With the lid removed we can see a logical internal layout. Our review sample includes the 450W SFX PSU in the bottom right corner, next to a made-to-measure tray for a mini-ITX motherboard. A central dividing column includes a small housing for up to two 2.5in drives, and in the adjacent area there's room for a graphics card with maximum dimensions of 310mm (L) x 145mm (H) x 47mm (D). A good-sized hole allows cables to pass from the left cavity to the right, and the theory is that separating the CPU and GPU components should help the system keep cool.
Another thing you'll notice is that, aside from the fan integrated into the PSU, the Node 202 doesn't ship with any pre-installed fans. Indeed, fan mounts are at a premium, with only two available. They're positioned on the bottom of the graphics-card cabin and could house two optional 120mm fans, though you'll need to keep an eye on dimensions - using 25mm-thick fans limits GPU width to 35mm.
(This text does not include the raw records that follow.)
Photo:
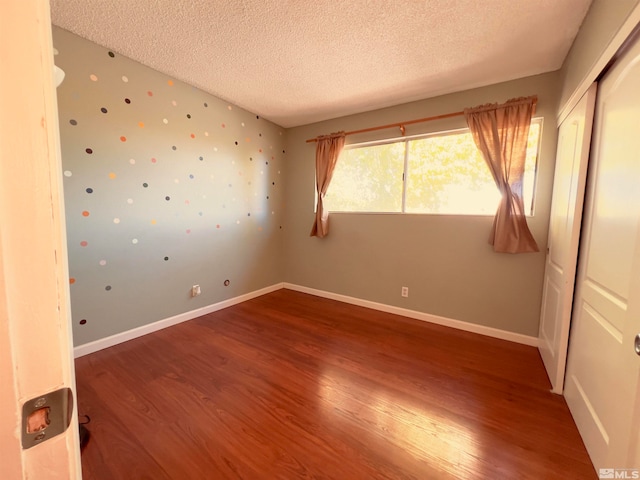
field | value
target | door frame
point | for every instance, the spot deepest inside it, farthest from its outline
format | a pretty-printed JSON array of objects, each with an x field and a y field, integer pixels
[{"x": 35, "y": 322}]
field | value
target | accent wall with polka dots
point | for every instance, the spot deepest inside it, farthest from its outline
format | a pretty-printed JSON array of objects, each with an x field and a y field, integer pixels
[{"x": 165, "y": 187}]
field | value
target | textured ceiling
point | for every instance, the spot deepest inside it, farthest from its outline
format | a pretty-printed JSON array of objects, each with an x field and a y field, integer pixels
[{"x": 297, "y": 62}]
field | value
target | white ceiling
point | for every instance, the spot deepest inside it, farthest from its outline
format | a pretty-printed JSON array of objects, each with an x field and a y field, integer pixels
[{"x": 296, "y": 62}]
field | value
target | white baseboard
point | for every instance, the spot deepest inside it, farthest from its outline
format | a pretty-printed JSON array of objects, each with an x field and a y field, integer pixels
[
  {"x": 426, "y": 317},
  {"x": 92, "y": 347}
]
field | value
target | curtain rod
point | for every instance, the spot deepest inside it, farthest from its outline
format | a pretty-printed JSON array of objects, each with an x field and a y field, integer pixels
[{"x": 401, "y": 125}]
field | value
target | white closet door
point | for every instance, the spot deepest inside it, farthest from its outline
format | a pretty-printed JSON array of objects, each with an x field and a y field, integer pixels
[
  {"x": 603, "y": 370},
  {"x": 572, "y": 159}
]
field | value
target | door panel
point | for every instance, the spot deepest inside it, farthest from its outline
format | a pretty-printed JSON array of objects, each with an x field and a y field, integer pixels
[
  {"x": 603, "y": 370},
  {"x": 574, "y": 135}
]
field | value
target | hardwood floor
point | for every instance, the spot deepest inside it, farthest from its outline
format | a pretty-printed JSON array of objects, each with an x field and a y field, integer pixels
[{"x": 289, "y": 386}]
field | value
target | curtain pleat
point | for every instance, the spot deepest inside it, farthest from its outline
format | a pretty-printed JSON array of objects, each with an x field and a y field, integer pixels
[
  {"x": 501, "y": 134},
  {"x": 328, "y": 150}
]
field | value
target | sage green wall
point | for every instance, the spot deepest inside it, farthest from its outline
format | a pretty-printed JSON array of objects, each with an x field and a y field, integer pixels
[
  {"x": 602, "y": 22},
  {"x": 445, "y": 261},
  {"x": 165, "y": 187}
]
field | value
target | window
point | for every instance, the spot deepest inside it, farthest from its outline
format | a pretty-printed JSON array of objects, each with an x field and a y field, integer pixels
[{"x": 440, "y": 173}]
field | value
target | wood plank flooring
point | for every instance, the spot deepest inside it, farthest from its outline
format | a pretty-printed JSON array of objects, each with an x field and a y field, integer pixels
[{"x": 293, "y": 386}]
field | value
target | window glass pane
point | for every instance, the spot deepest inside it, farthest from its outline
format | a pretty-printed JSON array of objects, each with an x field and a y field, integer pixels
[
  {"x": 446, "y": 174},
  {"x": 368, "y": 179}
]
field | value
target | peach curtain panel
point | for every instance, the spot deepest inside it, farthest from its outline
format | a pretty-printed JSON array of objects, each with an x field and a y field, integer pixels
[
  {"x": 501, "y": 133},
  {"x": 328, "y": 150}
]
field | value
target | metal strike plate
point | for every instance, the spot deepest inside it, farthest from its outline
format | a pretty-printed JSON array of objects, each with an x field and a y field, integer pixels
[{"x": 46, "y": 416}]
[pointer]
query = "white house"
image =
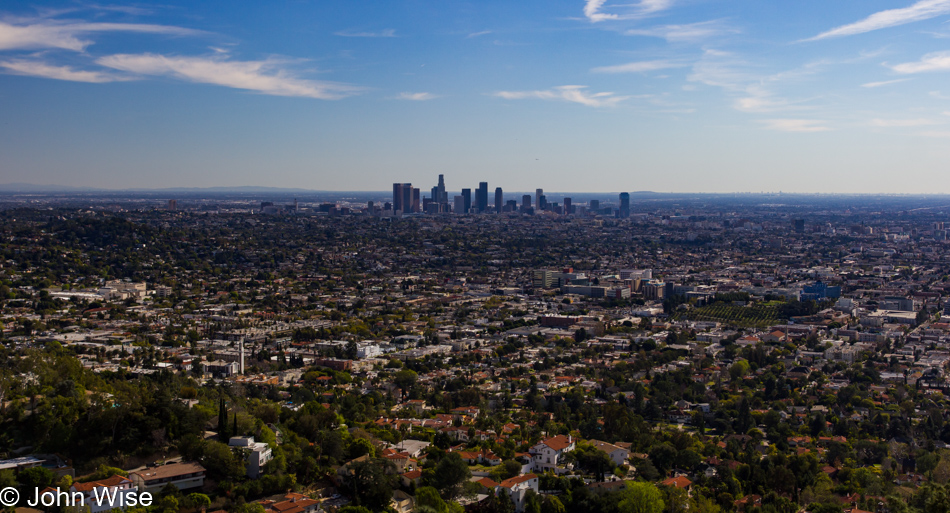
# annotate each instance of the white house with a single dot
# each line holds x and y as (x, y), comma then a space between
(258, 453)
(617, 454)
(517, 488)
(549, 452)
(104, 494)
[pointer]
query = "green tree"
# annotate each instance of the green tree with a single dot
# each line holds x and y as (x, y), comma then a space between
(640, 497)
(428, 497)
(370, 484)
(450, 474)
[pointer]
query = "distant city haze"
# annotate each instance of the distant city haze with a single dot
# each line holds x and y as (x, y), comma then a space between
(571, 95)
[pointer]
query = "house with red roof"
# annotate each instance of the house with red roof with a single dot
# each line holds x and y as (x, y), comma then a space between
(549, 453)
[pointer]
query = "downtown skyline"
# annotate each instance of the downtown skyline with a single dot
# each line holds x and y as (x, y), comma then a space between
(662, 95)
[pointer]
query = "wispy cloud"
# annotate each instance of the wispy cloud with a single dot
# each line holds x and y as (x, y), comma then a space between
(884, 83)
(688, 32)
(265, 77)
(418, 97)
(922, 10)
(44, 70)
(382, 33)
(889, 123)
(936, 61)
(640, 66)
(44, 34)
(796, 125)
(569, 93)
(754, 92)
(593, 10)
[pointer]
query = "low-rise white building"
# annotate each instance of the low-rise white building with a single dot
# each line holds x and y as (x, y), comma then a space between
(258, 454)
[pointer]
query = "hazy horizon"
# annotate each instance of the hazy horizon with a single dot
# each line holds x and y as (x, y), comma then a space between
(570, 95)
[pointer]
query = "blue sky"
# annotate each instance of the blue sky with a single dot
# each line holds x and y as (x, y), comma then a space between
(663, 95)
In the fanless out-the-box configuration, a graphics card designed to exhaust hot air out the back of the enclosure would likely work best, as there's no contributing airflow.
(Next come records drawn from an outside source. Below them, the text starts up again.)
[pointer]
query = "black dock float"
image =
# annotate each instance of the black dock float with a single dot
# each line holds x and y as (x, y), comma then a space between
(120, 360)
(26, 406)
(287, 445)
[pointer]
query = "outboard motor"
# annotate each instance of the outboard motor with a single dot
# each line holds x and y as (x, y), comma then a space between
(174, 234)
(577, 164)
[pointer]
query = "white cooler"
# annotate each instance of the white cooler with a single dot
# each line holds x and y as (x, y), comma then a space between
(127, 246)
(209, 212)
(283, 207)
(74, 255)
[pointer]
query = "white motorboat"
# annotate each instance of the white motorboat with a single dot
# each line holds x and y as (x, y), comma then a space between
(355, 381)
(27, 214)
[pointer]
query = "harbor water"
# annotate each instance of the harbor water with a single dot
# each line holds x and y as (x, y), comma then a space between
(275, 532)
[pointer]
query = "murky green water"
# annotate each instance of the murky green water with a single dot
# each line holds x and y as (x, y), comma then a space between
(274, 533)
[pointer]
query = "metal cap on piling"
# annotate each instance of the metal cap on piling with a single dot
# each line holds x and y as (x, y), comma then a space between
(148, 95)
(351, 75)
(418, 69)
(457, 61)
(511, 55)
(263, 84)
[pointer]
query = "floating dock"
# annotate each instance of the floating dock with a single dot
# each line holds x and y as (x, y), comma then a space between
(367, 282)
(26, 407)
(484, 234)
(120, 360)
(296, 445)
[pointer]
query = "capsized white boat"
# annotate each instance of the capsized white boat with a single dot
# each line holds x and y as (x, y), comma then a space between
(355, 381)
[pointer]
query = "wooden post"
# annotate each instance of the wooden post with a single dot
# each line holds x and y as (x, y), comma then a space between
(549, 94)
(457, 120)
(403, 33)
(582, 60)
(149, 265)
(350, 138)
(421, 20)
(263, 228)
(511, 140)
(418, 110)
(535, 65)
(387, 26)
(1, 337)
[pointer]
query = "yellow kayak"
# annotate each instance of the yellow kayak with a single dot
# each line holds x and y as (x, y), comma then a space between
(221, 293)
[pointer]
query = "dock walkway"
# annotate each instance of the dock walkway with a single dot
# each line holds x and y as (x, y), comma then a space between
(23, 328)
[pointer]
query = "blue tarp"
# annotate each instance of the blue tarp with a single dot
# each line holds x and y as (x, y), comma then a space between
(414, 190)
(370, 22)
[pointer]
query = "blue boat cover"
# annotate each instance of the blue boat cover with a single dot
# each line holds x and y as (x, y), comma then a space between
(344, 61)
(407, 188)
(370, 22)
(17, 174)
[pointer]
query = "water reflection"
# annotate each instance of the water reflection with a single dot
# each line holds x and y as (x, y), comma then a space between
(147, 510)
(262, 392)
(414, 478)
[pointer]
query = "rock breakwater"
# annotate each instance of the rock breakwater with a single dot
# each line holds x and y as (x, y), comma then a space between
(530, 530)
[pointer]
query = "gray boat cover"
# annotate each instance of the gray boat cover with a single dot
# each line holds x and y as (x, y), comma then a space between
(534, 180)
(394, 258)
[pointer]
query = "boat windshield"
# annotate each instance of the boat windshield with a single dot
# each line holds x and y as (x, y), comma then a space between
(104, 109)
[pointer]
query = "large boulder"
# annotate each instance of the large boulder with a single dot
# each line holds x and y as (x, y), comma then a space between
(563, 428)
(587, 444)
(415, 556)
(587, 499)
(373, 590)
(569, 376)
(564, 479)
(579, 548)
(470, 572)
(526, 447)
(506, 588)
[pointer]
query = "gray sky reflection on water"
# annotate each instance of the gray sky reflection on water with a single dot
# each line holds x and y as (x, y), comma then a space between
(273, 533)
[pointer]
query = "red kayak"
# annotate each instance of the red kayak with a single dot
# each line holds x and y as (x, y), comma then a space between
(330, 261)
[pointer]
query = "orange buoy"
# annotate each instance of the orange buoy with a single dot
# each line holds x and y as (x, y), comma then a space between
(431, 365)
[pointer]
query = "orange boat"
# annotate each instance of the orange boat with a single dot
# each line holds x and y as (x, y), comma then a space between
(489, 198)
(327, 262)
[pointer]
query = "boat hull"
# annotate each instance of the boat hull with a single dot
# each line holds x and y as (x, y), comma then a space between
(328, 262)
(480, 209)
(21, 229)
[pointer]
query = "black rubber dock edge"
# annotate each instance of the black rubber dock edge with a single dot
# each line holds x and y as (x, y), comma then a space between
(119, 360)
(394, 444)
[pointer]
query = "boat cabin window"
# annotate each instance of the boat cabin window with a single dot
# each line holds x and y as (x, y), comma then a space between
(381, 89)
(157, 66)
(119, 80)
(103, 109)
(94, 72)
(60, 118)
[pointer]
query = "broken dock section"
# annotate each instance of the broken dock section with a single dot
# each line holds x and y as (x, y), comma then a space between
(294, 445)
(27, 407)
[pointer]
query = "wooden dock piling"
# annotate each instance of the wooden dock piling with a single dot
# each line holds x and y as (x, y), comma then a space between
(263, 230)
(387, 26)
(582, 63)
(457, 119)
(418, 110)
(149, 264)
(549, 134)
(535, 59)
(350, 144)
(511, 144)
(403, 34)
Given the lack of built-in fans, and the numerous air vents scattered around the chassis' body, we suspect dust build-up will prove to be a long-term problem. Fractal has attempted to allay any such fears by including three dust filters, but none are easily accessible. The clip-out plastic filter above the CPU can only be removed after the chassis top panel has been taken off, and in a similar vein the magnetic filters lining the underside of the PSU and graphics-card cabins are sandwiched between layers and can only be retrieved by unclipping the bottom panel (pictured above, left). Do so with care, as the various plastic clips holding the bottom panel in place aren't the strongest - we've already managed to break one.
A birds-eye view provides a better sense of the available space as well as a look at the cabling scenario. The simple front I/O panel keeps clutter to a minimum by requiring only power and power-LED connectors, and both USB 3.0 ports attach to a single onboard header. The PSU's power port is pre-routed to the back of the chassis, but take note, the PSU is switched off by default and the toggle switch isn't accessible once the top cover is put back on. We found out the hard way, and if you're seriously conscious about electricity usage, you might not like the fact that the PSU power switch can't easily be reached when the system is up and running.
Getting our build started, we've installed an MSI Z97I Gaming AC motherboard outfitted with 16GB of Adata XPG DDR3 memory, as well as an Intel Pentium G3258 processor and a reference Intel cooler. It's a tight fit, but there are no obstacles to be aware of other than maximum CPU height - the ceiling is 56mm, so your options are limited. The storage tray, meanwhile, is a simple metal bracket that allows for two 2.5in drives to be screwed inside. Nothing fancy, but it works and the whole bracket is fixed in place via a single screw.
It's the graphics card provisioning that makes the Node 202 particularly interesting. Designed to offer high-end gaming capabilities, a graphics card measuring up to 310mm can be installed in its own dedicated chamber. This is made possible via a two-part PCIe riser that's included in the bundle, along with the vertical mount and optional rubber feet.
Putting the graphics card in first requires the user to remove the entire expansion slot assembly from the chassis by undoing four screws. With the module removed, the riser card can be fixed in place using three provided screws and the graphics card can be attached. Once the entire assembly is good to go, it slots back into the chassis with the riser card aligning perfectly to a mini-ITX motherboard's PCIe slot. Parts of the assembly do feel weak - the metal surrounding the expansion slots bends quite easily under pressure and changing the graphics card means taking the whole lot out again - however it's a neat way of enabling powerful graphics, and Fractal has paid attention to the details - there's even an adjustable standoff for the graphics card to rest on.
Our MSI Radeon R9 270X Gaming 2G ITX graphics card fits in with plenty of room to spare, and you could quite easily install, say, a GTX 980 Ti should funds permit. There's enough headroom with the 450W PSU, and keeping clutter to a minimum, said supply is outfitted with just six short connectors - ATX 24-pin (20+4), ATX 12V 8-Pin (4+4), a pair of PCI-E 8-pin (6+2) and two SATA.